キャルロッテ王02
「――わたしは、全面降伏をしようと思う」
沈黙を破り、集めた側近たちに告げた。
集まったのは、わずか四人。
大貴族どもは「体調不良」を理由に参内すらしない。
沈みかけた船から逃げる要領だけは一流らしい。
「キャルロッテ王、それはいけません!」
最初に声を上げたのは、猛将マルスだった。
我が国の武力を全世界に示した男。武神と言ってもいい。
「やつらはこの国を三分割するつもりです。
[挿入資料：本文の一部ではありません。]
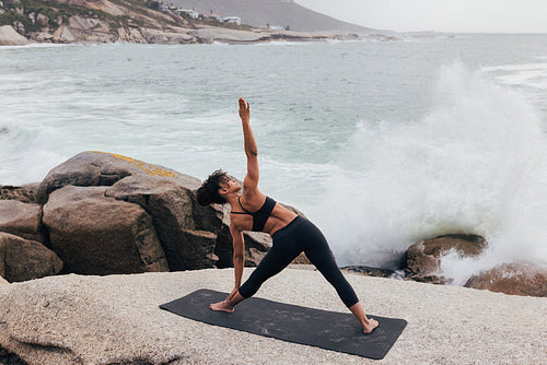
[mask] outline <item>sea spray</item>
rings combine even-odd
[[[444,67],[421,120],[356,127],[326,184],[321,225],[339,264],[394,268],[416,240],[485,236],[481,257],[443,259],[457,284],[501,262],[546,262],[546,145],[522,95],[461,63]]]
そうなれば、歴史ある王国は地図から消える。それだけではありません……陛下、あなたの命も!」
宰相ギランジルもまた、深くうなずく。
「王よ、まだ打つ手はあります。どうか軽々に命を捨てないでいただきたい」
「いや……これ以上は、無理だ」
わたしは苦笑する。
「すべてはこの無能な王の責任。ならば、潔く果てるのが筋だろう」
「王は無能ではありません!」
宰相が机を叩くような勢いで言い切った。
「誰よりも民を想っておられる。それがわたしたちには分かっています!」
「ありがとう。……だが、もうこれしかないのだ。神の奇跡でも起きない限りはな」
その言葉に、誰も反論しなかった。
やがて、宰相が静かに言う。
「わかりました。せめて、民を救う道を探りましょう」
わたしはうなずき、会議を解散させた。
誰もが目に涙を浮かべていた。
――ああ、本当にこれで終わりなのだ。
◇
自室に戻ると、いつもの気配が足元に寄ってきた。
一匹のチャトラ猫。コヨミだ。
尻尾を立てて擦り寄ってくるその姿に、思わず抱き上げる。
「コヨミ……もうすぐお別れだな」
頬を寄せると、猫は小さくニャーと鳴いた。
「ずっと一緒にいられると思っていたが……そうもいかないようだ」
まるで分かっているかのように、コヨミは真っ直ぐにこちらを見つめる。
「おまえに、この窮地を打開する策はないか?」
冗談のつもりで問いかけた。
猫に助けを求めるなど、王としても末期だ。そう思った矢先――。
世界が、金色に輝いた。
視界が焼け、全身が光に呑まれていく。
抱いたままのコヨミだけが、その中心で不思議なほど鮮やかに見えた。
――神の奇跡か。それとも、悪い夢か。
次に目を開いたとき、すべてが変わっているのだろう。